The first impression of my findings is that I saw thirty years of experience and two years of graduate school flash before my eyes. Whereas I had spent years learning the ins and outs of power supply design, here it was being performed by a machine. I never envisioned I’d be replaced by a robot like countless assembly line workers. Still, there needs to be real world thought processes incorporated into the final design. Layout and spacing issues are major factors when designing a power supply. Custom power beyond these canned designs will always require engineering guidance. I remain impressed that software can produce designs to this level of detail while still having confidence that the multi-output or specialized power designs will require human creation. These more exotic designs will benefit from simulation software which I will address in future blogs as we go beyond readymade solutions into analyzing various systems.
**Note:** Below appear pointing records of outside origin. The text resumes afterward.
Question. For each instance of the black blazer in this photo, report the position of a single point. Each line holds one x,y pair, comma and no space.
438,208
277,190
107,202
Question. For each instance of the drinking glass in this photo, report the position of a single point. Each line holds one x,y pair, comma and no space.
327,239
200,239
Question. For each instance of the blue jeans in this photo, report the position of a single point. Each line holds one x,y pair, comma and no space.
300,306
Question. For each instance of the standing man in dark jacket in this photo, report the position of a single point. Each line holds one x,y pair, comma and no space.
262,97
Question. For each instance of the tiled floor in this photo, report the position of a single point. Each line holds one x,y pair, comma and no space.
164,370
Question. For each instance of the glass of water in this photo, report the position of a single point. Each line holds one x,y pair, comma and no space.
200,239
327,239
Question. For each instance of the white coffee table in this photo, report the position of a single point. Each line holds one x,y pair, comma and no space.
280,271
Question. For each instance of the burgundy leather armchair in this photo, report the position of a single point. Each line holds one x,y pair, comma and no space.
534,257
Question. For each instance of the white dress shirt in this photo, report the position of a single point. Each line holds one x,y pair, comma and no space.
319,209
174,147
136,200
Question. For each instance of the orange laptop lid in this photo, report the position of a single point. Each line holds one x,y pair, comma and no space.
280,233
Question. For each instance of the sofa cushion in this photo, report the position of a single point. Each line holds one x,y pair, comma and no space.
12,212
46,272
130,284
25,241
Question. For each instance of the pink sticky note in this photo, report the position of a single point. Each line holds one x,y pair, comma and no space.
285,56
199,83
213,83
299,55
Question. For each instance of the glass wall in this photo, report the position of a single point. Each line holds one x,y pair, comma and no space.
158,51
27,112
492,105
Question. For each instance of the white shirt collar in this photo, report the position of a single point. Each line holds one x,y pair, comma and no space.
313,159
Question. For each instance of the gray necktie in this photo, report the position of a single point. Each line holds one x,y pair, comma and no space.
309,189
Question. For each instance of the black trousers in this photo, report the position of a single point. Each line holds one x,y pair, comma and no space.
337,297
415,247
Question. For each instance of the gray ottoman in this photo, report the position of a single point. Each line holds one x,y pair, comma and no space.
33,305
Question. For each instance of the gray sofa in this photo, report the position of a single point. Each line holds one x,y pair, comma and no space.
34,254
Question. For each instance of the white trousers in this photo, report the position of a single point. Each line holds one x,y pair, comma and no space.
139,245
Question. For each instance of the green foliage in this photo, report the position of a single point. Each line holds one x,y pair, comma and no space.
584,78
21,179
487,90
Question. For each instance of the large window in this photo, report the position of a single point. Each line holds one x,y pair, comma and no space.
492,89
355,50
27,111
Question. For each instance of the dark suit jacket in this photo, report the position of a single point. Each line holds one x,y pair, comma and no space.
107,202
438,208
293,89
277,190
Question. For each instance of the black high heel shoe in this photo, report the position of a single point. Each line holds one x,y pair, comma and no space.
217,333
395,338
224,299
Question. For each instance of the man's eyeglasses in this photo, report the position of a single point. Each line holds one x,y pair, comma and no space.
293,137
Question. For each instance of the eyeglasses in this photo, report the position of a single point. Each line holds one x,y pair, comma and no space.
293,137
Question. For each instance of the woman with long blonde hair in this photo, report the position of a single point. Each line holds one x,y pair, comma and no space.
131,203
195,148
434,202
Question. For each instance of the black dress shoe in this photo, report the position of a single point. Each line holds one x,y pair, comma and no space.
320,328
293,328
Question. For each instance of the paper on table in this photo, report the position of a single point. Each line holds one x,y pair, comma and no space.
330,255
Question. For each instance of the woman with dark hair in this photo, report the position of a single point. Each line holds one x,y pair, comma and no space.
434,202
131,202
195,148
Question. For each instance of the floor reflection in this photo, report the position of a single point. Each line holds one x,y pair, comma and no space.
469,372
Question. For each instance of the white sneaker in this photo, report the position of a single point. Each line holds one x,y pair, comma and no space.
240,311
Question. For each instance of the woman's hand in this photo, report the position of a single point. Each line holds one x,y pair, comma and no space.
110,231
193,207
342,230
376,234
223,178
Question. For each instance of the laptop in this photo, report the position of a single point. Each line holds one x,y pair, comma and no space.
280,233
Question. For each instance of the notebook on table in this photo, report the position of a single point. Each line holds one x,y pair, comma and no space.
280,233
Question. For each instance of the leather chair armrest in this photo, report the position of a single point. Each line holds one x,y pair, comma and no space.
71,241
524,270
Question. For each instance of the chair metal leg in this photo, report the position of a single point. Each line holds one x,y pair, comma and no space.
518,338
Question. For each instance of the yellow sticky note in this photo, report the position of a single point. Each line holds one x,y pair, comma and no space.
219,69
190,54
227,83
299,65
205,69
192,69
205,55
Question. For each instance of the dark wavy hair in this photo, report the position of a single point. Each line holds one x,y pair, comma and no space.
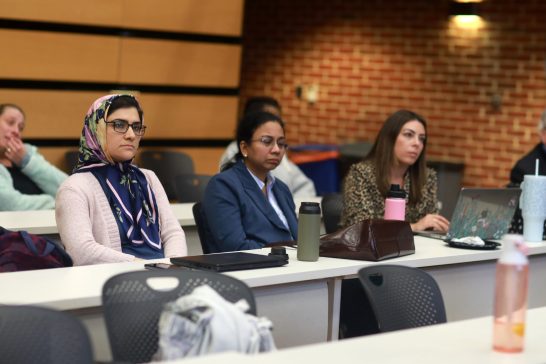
3,108
383,158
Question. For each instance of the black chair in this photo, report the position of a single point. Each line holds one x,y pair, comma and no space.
132,307
202,228
70,160
166,165
41,335
332,205
190,187
402,297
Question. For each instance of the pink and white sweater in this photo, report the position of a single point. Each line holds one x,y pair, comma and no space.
89,230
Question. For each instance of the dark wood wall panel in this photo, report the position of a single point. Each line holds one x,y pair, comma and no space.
223,17
189,116
60,114
220,17
57,56
146,61
183,58
92,12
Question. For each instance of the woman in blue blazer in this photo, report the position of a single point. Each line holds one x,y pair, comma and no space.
245,206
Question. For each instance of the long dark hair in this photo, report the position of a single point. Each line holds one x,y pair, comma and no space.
383,158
These sophisticated tools get you well on the way to final production. They are an excellent way to save time and frustration so that you can order hardware almost immediately having achieved some level of assurance from simulation results. I like them because I don’t have to sit down and recreate all of my design equations from scratch. I can plug in parameters and have results within a few minutes. The results are realistic and detailed enough to get a good foothold without having to put forth a lot of effort. For those with short design cycles, power supply design software tools provide a wealth of benefits.